Wednesday, March 7, 2018
The PrawfsBlawg is continuing its symposium on Mike Madison's For a New Year: An Invitation Regarding Law, Legal Education, and Imagining the Future. There have been seven contributions so far.
In her contribution, Michele Pistone takes a pessimistic view on improving legal education. She writes,
"Law school culture is very strong. . . . we live in a time when the necessity for change is “urgent.” Who are the people who are going to act urgently to bring about this change? Could it be the very same people who are the products of a strong culture of conformity and status? The possibility is extremely remote, and we would recognize it as such in almost any other context." (emphasis added)

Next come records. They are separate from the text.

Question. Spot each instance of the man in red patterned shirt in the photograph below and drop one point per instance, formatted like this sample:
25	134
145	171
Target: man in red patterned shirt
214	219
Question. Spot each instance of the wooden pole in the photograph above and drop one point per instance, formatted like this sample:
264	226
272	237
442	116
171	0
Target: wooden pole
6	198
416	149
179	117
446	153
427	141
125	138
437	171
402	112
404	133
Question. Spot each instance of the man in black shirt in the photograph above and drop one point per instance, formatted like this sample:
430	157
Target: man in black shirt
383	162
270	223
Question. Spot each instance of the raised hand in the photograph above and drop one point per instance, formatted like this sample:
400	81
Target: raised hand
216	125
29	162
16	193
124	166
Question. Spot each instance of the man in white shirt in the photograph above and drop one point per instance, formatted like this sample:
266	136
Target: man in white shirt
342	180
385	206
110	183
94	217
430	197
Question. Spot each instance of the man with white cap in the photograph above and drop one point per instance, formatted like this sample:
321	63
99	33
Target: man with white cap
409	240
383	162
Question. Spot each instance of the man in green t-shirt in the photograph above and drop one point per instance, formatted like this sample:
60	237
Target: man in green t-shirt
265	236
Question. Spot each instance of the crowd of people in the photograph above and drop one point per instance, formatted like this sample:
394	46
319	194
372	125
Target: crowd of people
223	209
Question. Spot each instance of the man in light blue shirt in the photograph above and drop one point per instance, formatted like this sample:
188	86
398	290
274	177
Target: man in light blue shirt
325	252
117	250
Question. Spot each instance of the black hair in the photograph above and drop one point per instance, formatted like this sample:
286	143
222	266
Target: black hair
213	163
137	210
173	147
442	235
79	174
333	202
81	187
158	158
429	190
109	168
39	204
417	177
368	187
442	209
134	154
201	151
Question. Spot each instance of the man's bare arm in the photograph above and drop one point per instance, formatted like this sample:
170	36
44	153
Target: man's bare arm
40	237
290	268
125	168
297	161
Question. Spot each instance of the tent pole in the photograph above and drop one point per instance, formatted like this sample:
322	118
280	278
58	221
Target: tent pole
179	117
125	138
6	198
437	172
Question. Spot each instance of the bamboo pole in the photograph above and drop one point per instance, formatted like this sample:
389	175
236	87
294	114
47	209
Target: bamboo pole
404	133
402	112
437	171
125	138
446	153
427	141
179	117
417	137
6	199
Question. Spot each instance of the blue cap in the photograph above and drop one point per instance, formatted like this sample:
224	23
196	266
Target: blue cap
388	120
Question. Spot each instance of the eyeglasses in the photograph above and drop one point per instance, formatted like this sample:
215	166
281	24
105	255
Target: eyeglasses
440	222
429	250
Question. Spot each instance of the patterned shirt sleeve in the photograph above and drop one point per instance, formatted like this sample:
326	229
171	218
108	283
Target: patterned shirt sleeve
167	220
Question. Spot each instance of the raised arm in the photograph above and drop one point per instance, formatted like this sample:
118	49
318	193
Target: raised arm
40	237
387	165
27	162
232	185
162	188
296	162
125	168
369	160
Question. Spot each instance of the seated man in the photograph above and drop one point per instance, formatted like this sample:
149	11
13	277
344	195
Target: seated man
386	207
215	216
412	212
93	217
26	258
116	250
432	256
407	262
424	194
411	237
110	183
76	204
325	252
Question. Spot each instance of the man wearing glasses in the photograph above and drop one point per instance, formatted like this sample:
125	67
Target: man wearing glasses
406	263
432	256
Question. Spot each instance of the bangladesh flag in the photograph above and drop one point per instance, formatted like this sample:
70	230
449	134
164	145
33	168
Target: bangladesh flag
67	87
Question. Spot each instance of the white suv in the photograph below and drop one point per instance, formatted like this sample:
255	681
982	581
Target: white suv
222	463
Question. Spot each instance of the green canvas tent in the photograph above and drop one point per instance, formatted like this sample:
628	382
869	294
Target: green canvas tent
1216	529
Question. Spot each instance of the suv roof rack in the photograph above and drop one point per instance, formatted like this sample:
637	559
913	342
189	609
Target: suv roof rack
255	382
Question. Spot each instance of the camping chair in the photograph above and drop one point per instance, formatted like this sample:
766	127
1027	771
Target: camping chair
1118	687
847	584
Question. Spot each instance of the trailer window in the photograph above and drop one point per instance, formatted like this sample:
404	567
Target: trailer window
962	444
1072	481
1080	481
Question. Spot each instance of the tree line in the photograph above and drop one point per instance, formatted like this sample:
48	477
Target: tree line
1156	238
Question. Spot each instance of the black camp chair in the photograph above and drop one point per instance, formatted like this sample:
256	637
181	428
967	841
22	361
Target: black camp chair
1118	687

"In my view, law schools are unlikely to be up to the challenge of effecting necessary change absent a deliberate choice to hire people who provide some strong indication that they both disagree with major aspects of law school culture and appear willing to do something about it. As they say in Washington, D.C. “personnel is policy.” I concede that my remedy is an unnatural one, for organizational cultures exist in order to replicate themselves. The prevailing law school culture today highly favors the same qualifications it did twenty years ago, and thirty years ago, and forty years ago, and on and on (law review membership, prestigious clerkship, highly ranked law school and high class rank). But persons with these qualifications are the very people who are most likely to find comfort in the existing system – after all, the existing system was made by and for people just like them. Go ahead and hire Supreme Court clerks if you like, but only those willing to be, so to speak, “traitors to their class.” Otherwise, find some less credentialed “rebels” instead. If we really believe change is urgent, we have no other choice. Only “traitors” and “rebels” will provide the ideas and energy needed to act urgently to overcome the inertia of the prevailing law school culture."
The phenomenon that Professor Pistone is discussing is the "status quo bias"--“The tendency to like things to stay relatively the same.” This bias is an impediment to change. Yet change occurs all the time. We just need to fight harder. Law students are being educated like it was 100 years ago; isn't it time for change?